Hmm I've been chopping it up and trying a bunch of things so the code is super ugly now (basically I thought I might be hitting some kind of file lock, so literally split everything up to try and ensure nothing is reading or writing to the same variable).

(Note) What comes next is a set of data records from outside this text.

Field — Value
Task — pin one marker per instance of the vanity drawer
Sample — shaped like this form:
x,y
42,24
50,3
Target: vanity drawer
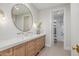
x,y
7,52
19,50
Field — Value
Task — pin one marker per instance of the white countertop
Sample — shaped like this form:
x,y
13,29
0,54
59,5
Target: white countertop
x,y
5,44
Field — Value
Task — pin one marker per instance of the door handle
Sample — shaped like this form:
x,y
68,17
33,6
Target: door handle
x,y
76,48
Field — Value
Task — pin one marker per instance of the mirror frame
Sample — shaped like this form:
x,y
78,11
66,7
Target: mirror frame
x,y
14,18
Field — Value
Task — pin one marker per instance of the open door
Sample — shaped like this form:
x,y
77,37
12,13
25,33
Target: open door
x,y
75,29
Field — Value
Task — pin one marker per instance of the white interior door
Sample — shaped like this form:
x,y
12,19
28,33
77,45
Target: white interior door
x,y
74,28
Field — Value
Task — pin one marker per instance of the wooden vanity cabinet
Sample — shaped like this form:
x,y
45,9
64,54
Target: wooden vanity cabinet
x,y
40,43
19,50
30,48
8,52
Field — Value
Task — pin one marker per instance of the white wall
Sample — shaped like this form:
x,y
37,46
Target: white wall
x,y
45,17
74,26
8,30
67,28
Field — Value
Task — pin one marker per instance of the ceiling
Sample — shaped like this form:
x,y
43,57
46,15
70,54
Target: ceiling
x,y
41,6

It looks something like this atm, which does run, it just doesn't seem to see any reduction in process time. The other thing to note is this is (currently) running on an instanced node, of which there are hundreds. The cumulative process time for seperation() is ~10ms, and when split into 4 it drops to sub ~3ms each, but still accumulates to the same total per frame:
var finalsep_1 = Vector3(0.0,0.0,0.0)
var finalsep_2 = Vector3(0.0,0.0,0.0)
var finalsep_3 = Vector3(0.0,0.0,0.0)
var finalsep_4 = Vector3(0.0,0.0,0.0)
var boiddist = 2
var boiddist2 = 2
var boiddist3 = 2
var boiddist4 = 2
onready var thread1 = Thread.new()
onready var thread2 = Thread.new()
onready var thread3 = Thread.new()
onready var thread4 = Thread.new()
func _process(delta):
# ...
# other parts of code
# ...
bl_1 = []
bl_2 = []
bl_3 = []
bl_4 = []
if boid_list.size()>0:
#imperfect method for splitting an array into 4 equal sized chunks, but works for the most part
bl_1 = boid_list.slice(0,int(boid_list.size()/4))

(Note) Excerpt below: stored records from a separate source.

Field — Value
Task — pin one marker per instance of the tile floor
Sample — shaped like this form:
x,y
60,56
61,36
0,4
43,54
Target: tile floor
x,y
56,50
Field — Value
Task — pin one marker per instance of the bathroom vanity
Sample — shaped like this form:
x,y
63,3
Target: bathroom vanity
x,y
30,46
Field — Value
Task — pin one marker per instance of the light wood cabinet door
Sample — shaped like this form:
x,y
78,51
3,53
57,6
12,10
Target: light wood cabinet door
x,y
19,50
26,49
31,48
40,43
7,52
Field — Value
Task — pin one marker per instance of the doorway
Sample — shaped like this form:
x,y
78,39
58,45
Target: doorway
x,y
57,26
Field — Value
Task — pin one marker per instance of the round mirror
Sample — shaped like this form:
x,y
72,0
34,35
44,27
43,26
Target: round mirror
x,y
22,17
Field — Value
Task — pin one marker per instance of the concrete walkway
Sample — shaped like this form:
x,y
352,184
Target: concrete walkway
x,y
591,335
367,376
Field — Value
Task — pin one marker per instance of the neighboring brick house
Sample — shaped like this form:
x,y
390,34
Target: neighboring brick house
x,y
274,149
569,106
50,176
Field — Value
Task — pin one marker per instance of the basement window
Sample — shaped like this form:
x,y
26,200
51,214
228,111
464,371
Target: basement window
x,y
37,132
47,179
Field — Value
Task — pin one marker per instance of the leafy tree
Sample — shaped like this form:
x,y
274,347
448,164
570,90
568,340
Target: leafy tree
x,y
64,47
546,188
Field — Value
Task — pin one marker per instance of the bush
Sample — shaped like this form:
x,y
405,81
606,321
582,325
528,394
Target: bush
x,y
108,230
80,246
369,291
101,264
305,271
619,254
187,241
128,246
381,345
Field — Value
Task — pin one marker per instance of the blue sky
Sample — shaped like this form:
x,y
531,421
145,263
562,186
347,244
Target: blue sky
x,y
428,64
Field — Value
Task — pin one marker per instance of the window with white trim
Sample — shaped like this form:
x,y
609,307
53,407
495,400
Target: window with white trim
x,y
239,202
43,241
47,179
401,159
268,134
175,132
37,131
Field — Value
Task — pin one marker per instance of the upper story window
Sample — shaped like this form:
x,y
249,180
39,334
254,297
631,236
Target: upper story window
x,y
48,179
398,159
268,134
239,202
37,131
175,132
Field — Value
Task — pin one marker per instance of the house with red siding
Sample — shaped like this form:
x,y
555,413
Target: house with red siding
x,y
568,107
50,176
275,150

bl_2 = boid_list.slice(int(boid_list.size()/4),int((boid_list.size()/4)*2))
bl_3 = boid_list.slice(int((boid_list.size()/4)*2),int((boid_list.size()/4)*3))
bl_4 = boid_list.slice(int((boid_list.size()/4)*3),int(boid_list.size()))
# I 'assumed' this bit would essentially run all 4 threads in parrallel...
thread1.start(self, "seperation_1", null)
thread2.start(self, "seperation_2", null)
thread3.start(self, "seperation_3", null)
thread4.start(self, "seperation_4", null)
# Until this rejoins and retrieves them, effectively meaning the processing time is as slow as the slowest thread + some amount of overhead
thread1.wait_to_finish()
thread2.wait_to_finish()
thread3.wait_to_finish()
thread4.wait_to_finish()
# Then I can just restack the output
flockSeperation = ((finalsep_1+finalsep_2+finalsep_3+finalsep_4) / boid_list.size())
# There are now four of these, each numbered.
func seperation_1(x):
finalsep_1 = Vector3(0.0,0.0,0.0)
for x in bl_1:
if self.global_transform.origin != boidpos:
expensive code runs here then:
finalsep_1 += output